Reply to Kuśmierz and Toyoizumi: A network-based explanation of why most COVID-19 infection curves are linear

In a comment on our recent paper (1), the commentators point out that infection curves on small-world (SW) networks are linear only in the vicinity of the critical point (2) and that infection dynamics on complex or SW networks have already been studied, for instance, in ref. 3. In our work (1), we extend the existing literature by showing, in detail, how an explanation of the apparent sustained algebraic growth regimes observed in many countries during the COVID-19 pandemic involves the structure of the underlying contact network of individuals and how a transition from exponential spreading to a power-law behavior happens when the reproduction number takes values in the vicinity of R ≈1.

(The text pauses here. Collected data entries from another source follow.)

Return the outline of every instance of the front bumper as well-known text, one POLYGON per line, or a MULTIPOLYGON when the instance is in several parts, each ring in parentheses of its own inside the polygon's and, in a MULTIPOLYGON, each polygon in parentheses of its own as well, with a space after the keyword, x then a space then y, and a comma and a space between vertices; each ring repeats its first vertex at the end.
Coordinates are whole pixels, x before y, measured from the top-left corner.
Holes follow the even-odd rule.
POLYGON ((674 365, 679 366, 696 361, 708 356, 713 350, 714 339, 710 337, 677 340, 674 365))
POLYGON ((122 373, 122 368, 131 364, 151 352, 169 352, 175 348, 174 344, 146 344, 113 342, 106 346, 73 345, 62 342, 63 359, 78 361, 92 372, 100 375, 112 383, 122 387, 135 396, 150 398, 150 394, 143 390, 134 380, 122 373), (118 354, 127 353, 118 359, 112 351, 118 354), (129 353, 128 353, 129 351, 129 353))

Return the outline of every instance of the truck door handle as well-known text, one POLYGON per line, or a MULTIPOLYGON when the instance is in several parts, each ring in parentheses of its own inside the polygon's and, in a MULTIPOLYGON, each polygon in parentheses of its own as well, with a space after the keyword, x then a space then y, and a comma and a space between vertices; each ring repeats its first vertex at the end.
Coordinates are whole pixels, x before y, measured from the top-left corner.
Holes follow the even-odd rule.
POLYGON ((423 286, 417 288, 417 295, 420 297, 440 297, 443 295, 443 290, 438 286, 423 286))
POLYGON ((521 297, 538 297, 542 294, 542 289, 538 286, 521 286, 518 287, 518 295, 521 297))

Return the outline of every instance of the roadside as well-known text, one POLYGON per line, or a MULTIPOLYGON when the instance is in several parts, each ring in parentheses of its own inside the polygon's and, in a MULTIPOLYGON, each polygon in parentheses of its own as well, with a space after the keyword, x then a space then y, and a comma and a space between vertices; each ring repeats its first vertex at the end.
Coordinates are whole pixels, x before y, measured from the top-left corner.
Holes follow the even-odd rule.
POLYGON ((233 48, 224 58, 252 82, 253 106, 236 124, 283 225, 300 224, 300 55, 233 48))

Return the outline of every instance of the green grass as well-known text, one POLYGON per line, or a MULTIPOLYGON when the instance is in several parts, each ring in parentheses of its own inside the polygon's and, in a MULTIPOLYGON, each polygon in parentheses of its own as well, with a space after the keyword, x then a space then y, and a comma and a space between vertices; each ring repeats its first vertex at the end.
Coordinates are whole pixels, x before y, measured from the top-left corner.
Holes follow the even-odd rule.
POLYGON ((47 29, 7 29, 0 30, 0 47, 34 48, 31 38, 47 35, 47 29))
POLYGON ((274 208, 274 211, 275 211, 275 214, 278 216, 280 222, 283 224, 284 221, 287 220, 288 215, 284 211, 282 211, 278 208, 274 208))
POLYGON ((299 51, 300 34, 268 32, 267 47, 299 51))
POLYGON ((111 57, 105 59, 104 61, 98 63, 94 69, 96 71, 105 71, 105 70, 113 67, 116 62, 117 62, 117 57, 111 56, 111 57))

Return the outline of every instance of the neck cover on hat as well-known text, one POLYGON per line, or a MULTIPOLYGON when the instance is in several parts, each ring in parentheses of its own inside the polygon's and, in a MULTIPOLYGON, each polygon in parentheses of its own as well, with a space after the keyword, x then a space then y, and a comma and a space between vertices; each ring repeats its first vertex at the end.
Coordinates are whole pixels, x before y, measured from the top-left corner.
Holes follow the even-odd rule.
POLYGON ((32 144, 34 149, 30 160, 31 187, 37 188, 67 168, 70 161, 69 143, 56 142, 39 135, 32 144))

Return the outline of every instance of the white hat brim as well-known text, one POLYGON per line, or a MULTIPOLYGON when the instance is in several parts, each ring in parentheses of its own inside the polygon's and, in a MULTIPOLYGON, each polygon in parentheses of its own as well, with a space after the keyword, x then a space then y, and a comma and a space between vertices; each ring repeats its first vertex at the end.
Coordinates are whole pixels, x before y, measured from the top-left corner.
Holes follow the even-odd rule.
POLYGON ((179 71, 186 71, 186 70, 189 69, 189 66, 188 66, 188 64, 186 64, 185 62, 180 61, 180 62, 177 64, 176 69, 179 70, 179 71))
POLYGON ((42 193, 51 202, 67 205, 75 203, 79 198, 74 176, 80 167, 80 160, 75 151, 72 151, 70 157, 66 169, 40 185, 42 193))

We are surprised to see that the commentators in ref. 2 try to suggest that, in ref. 1, we demonstrate that the linear behavior should also persist well below the critical reproduction number R ≈ 1. We do not do that. Throughout the paper and its extensive supporting information, we emphasize that the derivation of the estimates for the critical connectivity $D_c$ (and other arguments) hinges exactly on the assumption that linear behavior can only happen if the reproduction number is close to criticality, that is, R ≈ 1, or, equivalently, D ≈ D_c.

The critical values R ≈ 1 or D ≈ D_c are not sharp, and, as we state explicitly in ref. 1, the approximate formula for $D_c$ slightly overestimates the true value. The confusion in ref. 2 might be due to the fact that, at one point (ref. 1, p. 22,687), we state that the critical behavior, that is, linear growth, can be observed when $D$ falls below $D_c$. However, we certainly did not indicate with this sentence that we believe that the critical phase extends to values of $R$ far from R ≈ 1. Within the context of the entire paper (1) and its supporting information, this is completely clear. It seems that the commentators in ref. 2 took that sentence out of context to create a case that does not exist. For this reason, we strongly object to their statement of having performed a flawed analysis.

In addition, the analysis of close-to-critical spreading on Erdős-Rényi (ER) networks in ref. 2 reveals an important difference between ER and SW networks. A central result in our work (1) is that the critical threshold, above which case numbers grow exponentially in the SW model, is above the levels that are expected from a comparable model with homogeneous mixing of individuals (figure 3A in ref. 1). As seen in figure 2A in ref. 2, the $D_c$ values for ER networks for different settings are clearly below the corresponding $D_c$ for SW networks. This difference arises because of network effects that—due to overlapping neighborhoods of nodes—reduce the spread below those levels expected from homogeneous mixing, an effect that also persists, albeit attenuated, in ER networks.

It is fortunate, however, that this comment gives us the opportunity to cite a work that noted the possibility of linear spreading of diseases on SW networks before (figure 5 in ref. 4) and that we were not aware of at the time of composing ref. 1.